Rational emotive behaviour therapy always uses a number of emotive-evocative, dramatic methods to help individuals cope with stress situations. Thus it teaches them how to use rational-emotive imagery (Maultsby, 1971), in the course of which they work on their disturbed feelings when they imagine a very stressful event happening, and change these to appropriate feelings of sorrow, regret, and frustration. It encourages them to do its famous shame-attacking exercises (Ellis, 1973, 1988) and learn to deliberately do foolish and ridiculous acts in public and not to upset themselves or put themselves down when others disapprove of them for doing these acts. It show them how to create and use very forceful and dramatic coping statements to change some of their disturbance-creating thoughts and feelings. It encourages them to tape-record some of their worst irrational beliefs and to strongly dispute them on tape, and then let their therapists and other people listen to their disputations to see how forceful they really are. It provides them with rational humorous songs and other humorous ways of interfering with their taking stressors too seriously (Ellis, 1987).

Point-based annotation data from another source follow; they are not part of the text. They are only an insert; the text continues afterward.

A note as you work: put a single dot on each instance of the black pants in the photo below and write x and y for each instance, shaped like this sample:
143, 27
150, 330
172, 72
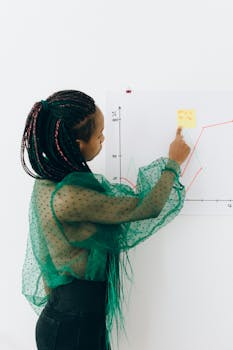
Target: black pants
73, 318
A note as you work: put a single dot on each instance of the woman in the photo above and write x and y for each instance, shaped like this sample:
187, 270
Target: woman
80, 223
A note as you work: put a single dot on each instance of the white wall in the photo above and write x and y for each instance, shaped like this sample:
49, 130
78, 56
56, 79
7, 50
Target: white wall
182, 297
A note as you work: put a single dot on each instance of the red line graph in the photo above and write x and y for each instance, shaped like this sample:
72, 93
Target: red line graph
190, 157
195, 147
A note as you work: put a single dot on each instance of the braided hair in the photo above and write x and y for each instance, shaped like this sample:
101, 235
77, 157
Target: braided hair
50, 134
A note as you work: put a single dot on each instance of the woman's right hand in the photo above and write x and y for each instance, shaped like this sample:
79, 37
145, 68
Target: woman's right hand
179, 150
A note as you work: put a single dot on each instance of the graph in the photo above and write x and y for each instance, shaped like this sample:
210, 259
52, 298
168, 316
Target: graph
141, 125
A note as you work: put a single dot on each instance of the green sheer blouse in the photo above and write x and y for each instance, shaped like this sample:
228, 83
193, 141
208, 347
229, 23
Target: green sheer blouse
76, 224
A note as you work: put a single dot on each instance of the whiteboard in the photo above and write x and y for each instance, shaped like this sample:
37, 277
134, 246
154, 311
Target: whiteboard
140, 125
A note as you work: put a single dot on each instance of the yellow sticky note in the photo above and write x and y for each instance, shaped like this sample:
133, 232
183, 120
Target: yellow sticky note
186, 118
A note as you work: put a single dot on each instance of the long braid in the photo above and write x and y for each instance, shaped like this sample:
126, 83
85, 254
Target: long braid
51, 129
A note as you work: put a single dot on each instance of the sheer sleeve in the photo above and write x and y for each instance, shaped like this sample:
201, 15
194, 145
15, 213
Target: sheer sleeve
116, 209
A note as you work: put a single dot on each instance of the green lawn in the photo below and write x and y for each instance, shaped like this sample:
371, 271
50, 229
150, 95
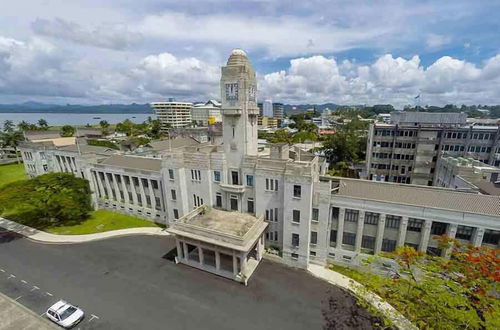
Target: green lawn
101, 221
10, 173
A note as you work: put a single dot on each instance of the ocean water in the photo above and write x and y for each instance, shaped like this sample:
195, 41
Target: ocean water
59, 119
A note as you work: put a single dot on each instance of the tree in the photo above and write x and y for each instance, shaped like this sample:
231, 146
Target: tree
12, 139
440, 293
47, 200
42, 123
67, 131
8, 126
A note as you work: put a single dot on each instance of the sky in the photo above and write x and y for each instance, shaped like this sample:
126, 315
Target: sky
344, 52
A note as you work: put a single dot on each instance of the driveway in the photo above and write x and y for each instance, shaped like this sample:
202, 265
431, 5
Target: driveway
128, 283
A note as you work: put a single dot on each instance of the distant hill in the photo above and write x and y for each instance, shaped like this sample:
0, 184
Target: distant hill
32, 107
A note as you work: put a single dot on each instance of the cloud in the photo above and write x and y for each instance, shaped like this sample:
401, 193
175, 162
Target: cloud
113, 36
435, 41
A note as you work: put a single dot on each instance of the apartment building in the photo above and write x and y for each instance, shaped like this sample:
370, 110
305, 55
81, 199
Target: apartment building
408, 149
173, 114
225, 202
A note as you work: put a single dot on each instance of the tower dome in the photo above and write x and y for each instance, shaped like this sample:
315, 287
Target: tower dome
237, 57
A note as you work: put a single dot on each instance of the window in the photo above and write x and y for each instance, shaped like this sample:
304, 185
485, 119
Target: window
272, 184
315, 214
368, 242
196, 175
491, 237
234, 203
314, 237
464, 232
333, 237
297, 191
388, 245
351, 215
218, 200
217, 176
349, 238
392, 221
371, 218
438, 228
415, 225
250, 205
235, 177
250, 180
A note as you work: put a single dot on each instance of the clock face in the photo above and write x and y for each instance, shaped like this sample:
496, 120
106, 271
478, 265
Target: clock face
232, 92
252, 93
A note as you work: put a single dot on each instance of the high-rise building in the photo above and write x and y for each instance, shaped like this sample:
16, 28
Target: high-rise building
408, 149
173, 114
268, 108
278, 110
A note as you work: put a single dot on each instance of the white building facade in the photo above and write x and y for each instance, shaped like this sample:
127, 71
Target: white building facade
311, 218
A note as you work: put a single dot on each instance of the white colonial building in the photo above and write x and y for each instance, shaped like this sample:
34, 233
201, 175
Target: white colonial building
225, 202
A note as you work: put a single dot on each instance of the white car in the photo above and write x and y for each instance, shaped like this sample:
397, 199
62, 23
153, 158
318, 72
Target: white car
64, 314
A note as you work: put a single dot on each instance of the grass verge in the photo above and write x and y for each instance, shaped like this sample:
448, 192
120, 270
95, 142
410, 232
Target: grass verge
10, 173
101, 221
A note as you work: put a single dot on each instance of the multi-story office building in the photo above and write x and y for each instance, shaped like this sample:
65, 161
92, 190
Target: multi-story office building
205, 114
408, 149
173, 114
278, 110
467, 174
224, 202
267, 108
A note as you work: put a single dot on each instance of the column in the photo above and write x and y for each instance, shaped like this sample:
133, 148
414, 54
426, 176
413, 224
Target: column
125, 191
380, 234
186, 252
179, 249
108, 186
235, 264
200, 254
152, 195
402, 231
217, 260
359, 231
451, 232
426, 232
134, 192
143, 194
340, 228
477, 238
117, 190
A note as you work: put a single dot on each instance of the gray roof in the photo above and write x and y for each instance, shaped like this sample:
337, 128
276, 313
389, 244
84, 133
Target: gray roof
138, 163
421, 196
86, 149
173, 143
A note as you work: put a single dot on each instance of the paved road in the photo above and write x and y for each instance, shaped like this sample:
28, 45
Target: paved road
126, 283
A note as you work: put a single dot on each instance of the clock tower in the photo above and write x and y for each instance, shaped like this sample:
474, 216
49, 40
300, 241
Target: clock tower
239, 108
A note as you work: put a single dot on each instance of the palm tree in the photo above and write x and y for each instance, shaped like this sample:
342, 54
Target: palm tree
42, 123
23, 125
8, 126
12, 139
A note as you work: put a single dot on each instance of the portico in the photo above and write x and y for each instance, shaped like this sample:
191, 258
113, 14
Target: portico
229, 244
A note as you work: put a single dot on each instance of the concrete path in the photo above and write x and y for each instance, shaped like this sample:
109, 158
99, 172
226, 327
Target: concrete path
347, 283
14, 316
41, 236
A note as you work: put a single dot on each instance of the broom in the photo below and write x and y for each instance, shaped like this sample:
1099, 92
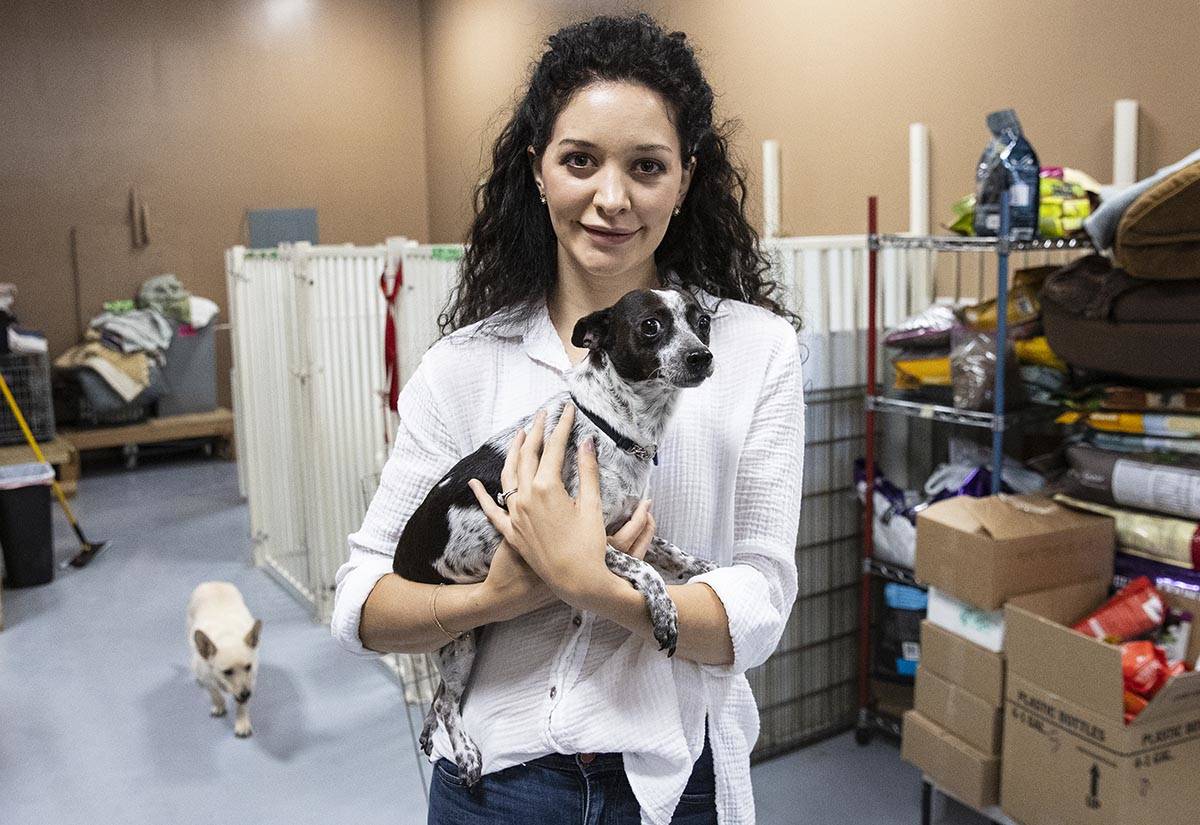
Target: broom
88, 549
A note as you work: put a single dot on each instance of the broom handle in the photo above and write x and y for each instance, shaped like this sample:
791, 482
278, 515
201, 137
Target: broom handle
33, 445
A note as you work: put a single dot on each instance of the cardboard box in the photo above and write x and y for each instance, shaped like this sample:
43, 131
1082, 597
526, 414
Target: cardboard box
964, 772
1068, 754
963, 662
983, 627
985, 550
959, 711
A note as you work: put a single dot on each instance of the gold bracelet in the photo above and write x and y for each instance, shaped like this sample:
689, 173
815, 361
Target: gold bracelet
433, 609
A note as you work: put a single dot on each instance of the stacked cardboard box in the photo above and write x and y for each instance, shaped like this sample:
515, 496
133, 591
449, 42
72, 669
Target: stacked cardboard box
976, 554
1068, 754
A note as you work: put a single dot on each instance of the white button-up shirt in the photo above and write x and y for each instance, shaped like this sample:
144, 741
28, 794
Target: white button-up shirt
727, 487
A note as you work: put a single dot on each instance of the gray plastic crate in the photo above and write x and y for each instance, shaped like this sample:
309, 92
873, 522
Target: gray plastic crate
29, 378
190, 372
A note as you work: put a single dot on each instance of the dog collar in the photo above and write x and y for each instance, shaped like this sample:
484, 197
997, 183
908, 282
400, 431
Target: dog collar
646, 453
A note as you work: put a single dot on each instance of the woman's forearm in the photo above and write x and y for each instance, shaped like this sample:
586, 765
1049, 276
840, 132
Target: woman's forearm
397, 615
703, 625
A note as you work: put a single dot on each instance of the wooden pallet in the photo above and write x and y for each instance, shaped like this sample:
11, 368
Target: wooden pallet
216, 425
59, 452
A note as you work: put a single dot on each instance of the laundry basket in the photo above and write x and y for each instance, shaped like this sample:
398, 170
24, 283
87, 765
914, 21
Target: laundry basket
417, 673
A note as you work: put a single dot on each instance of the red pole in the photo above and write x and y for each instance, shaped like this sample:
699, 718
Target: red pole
864, 603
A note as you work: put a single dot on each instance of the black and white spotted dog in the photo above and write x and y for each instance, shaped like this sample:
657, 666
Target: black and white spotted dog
643, 349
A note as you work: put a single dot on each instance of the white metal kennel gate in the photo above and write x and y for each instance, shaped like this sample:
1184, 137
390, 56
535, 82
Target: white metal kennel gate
313, 432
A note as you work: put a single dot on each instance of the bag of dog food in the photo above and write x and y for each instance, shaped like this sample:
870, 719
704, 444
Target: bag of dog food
1008, 163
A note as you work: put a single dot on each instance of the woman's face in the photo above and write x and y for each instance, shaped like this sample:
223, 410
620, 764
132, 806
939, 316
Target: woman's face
612, 174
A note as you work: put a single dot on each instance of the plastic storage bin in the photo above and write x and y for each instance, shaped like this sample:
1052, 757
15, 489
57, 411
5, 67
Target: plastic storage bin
25, 528
29, 378
190, 372
900, 630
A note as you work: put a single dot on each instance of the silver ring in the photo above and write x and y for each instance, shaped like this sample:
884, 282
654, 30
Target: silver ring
501, 498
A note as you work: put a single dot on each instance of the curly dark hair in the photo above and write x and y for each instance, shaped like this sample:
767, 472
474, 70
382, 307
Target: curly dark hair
510, 262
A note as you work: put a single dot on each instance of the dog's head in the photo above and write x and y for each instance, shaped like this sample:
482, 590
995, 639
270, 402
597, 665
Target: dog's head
651, 335
235, 662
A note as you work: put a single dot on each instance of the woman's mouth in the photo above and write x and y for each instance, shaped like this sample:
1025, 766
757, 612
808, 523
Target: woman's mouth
609, 236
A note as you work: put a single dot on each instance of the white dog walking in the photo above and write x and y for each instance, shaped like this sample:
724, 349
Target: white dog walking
223, 638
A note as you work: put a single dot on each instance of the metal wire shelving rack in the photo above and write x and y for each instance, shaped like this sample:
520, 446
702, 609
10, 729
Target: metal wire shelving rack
999, 421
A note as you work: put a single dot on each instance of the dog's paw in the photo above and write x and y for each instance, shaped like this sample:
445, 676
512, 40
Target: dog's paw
666, 626
471, 764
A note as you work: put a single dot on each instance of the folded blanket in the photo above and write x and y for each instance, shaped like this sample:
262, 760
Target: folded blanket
1169, 540
1138, 423
1102, 226
127, 374
1126, 443
1133, 481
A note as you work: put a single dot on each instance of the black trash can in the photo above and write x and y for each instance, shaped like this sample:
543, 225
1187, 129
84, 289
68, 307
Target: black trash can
25, 527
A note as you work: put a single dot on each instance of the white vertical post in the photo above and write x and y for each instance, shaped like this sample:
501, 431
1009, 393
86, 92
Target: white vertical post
918, 179
771, 188
1125, 143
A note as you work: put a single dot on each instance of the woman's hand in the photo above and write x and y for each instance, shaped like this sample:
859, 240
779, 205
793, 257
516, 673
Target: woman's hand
511, 588
634, 539
562, 539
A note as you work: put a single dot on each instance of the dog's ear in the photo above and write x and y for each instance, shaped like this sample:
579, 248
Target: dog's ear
204, 644
591, 330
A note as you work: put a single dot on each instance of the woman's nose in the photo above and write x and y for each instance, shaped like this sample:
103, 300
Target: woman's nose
612, 194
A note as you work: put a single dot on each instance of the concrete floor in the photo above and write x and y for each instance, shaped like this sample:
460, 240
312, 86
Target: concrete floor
100, 721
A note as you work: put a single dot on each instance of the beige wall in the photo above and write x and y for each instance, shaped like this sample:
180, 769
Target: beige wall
382, 114
210, 109
838, 83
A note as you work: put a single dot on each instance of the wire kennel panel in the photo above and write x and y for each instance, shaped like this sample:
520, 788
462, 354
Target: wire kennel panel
807, 690
346, 389
430, 274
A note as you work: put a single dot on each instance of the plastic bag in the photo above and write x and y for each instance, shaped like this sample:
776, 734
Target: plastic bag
1008, 163
973, 372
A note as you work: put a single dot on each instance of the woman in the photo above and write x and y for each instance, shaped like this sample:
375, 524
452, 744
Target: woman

Behaviourally, REBT employs a number of action methods to help people overcome their overly stressful reactions to the difficulties of their lives. Thus, it encourages them to use in vivo desensitisation and exposure methods to overcome some of their irrational fears. It shows them how they can deliberately stay in poor situations (e.g. remain in a job where their supervisor is hostile and negative) until they give up their own feelings of horror and terror-and then decide whether to leave these situations. It shows them how they can reinforce themselves when they do REBT homework that they agree to do and penalise themselves when they fail to do it. It gives them skill training in important areas where they feel very stressed, so that they will function better and enjoy themselves more in these areas. Thus it often provides clients with assertion, communication, relationship, and social skills training.

As usual, then, rational emotive behaviour therapy uses a good number of cognitive, emotive, and behavioural methods, some of which are special to REBT, to help people make their lives less stressful and to cope with stressors that they cannot change. It especially tries to help them push themselves to improve unpleasant social and environmental situations; but to unconditionally accept themselves, other people, and the world, even when unusually stressful conditions persist. As Hauck (1977) points out, when people are faced with unpleasant situations, they have three main choices: to change, stay with, or leave them. Whichever of these choices them make, REBT endeavors to help them accomplish it with a minimum of stress or emotional disturbance. Severe stressors are often inevitable; undue stress about them is not.